Old wall where sudden lizards flash: The poetry of Joyce’s Ulysses

Reading James Joyce’s Ulysses for the first time, fragments of the text spark other verses.

“A hand plucking the harpstrings merging their twining chords. Wavewhite wedded words shimmering on the dim tide.” (Telemachus, p. 9)

Who plays a new world on the brink of the ebb
As the fish cats prowl in the harbour
And now soars high on the beckoning tides’ long arm
To weigh his last anchor

Roy Harper, The Lord’s Prayer

“Time has branded them and fettered they are lodged in the room of the infinite possibilities they have ousted.” (Nestor, p. 25)

And time yet for a hundred indecisions,
And for a hundred visions and revisions,
Before the taking of a toast and tea.

TS Eliot, The Love Song of J. Alfred Prufrock

“…their blood beaked prows riding low on a molten pewter surf.” (Proteus, p. 45)

And death shall have no dominion.
Under the windings of the sea
They lying long shall not die windily;
Twisting on racks when sinews give way

Dylan Thomas, And Death Shall Have No Dominion

“On the slow weedy waterway he had floated on his raft coastward over Ireland drawn by a haulage rope past beds of reeds, over slime, mudchoked bottles, carrion dogs.” (Hades, p. 95)

The river bears no empty bottles, sandwich papers,
Silk handkerchiefs, cardboard boxes, cigarette ends
Or other testimony of summer nights. The nymphs are departed.

TS Eliot, The Waste Land

“Coffined thoughts around me, in mummycases, embalmed in spice or words.” (Scylla and Charybdis, p. 186)

The palace of mirrors
Where dog soldiers are reflected
The endless road and the wailing of chimes
The empty rooms where her memory is protected
Where the angels’ voices whisper to the souls of previous times

Bob Dylan, Changing of the Guards

“Old wall where sudden lizards flash.” (Scylla and Charybdis, p. 194)

Everlasting light is burning bright inside his cage
He’s only got to breathe to fan the blaze

Roy Harper, The Same Old Rock

“He walked by the slumberous summer fields at midnight…” (Scylla and Charybdis, p. 201)

All the sun long it was running, it was lovely, the hay
Fields high as the house, the tunes from the chimneys, it was air
And playing, lovely and watery
And fire green as grass.

Dylan Thomas, Fern Hill

“Where fallen archangels flung the stars of their brows.” (Wandering Rocks, p. 232)

Oh, jewels and binoculars hang from the head of the mule
But these visions of Johanna, they make it all seem so cruel

Bob Dylan, Visions of Johanna

“She dances in a foul gloom where gum burns with garlic.” (Wandering Rocks, p. 232)

There’s a neon light ablaze in the green smoky haze
And laughter down on Elizabeth Street
There’s a lonesome bell tone in that valley of stone
Where she bathed in a stream of pure heat

Bob Dylan, Where Are You Tonight? (Journey Through Dark Heat)

“Love loves to love love” (Cyclops, p. 319)

And the loves that love to love that loves to love
That loves to love the loves that loves to love
The love that loves to love
Say goodbye, goodbye, goodbye

Van Morrison, Madame George

“It burns, the orient, a sky of sapphire, cleft by the bronze flight of eagles.” (Circe, p. 451)

I would that we were, my beloved, white birds on the foam of the sea!
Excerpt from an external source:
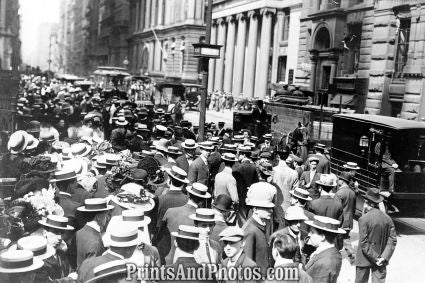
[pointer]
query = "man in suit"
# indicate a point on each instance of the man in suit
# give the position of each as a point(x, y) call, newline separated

We tire of the flame of the meteor, before it can fade and flee; And the flame of the blue star of twilight, hung low on the rim of the sky, Has awakened in our hearts, my beloved, a sadness that may not die.

WB Yeats, The White Birds

“The heaventree of stars hung with humid nightblue fruit.” (Ithaca, p. 651)

Ah, I long for the vanished gardens of Cordoba, where no thing hangs or rises up desirous to be sucked in or forced out, where all beings are sublime, tasting only the nectar of Love-Bliss in their mouths, their tongues clinging to the roof of their tooth-hood only for Happiness, without the slightest thought of self, without the slightest thought of clinging to another. Such Bliss is not heaven! It is nowhere, nowhere at all, not then, not now, not in the future. Such Bliss has never been experienced by beings at all except in their moment of vanishing when they slide upon the Light from which forms are made.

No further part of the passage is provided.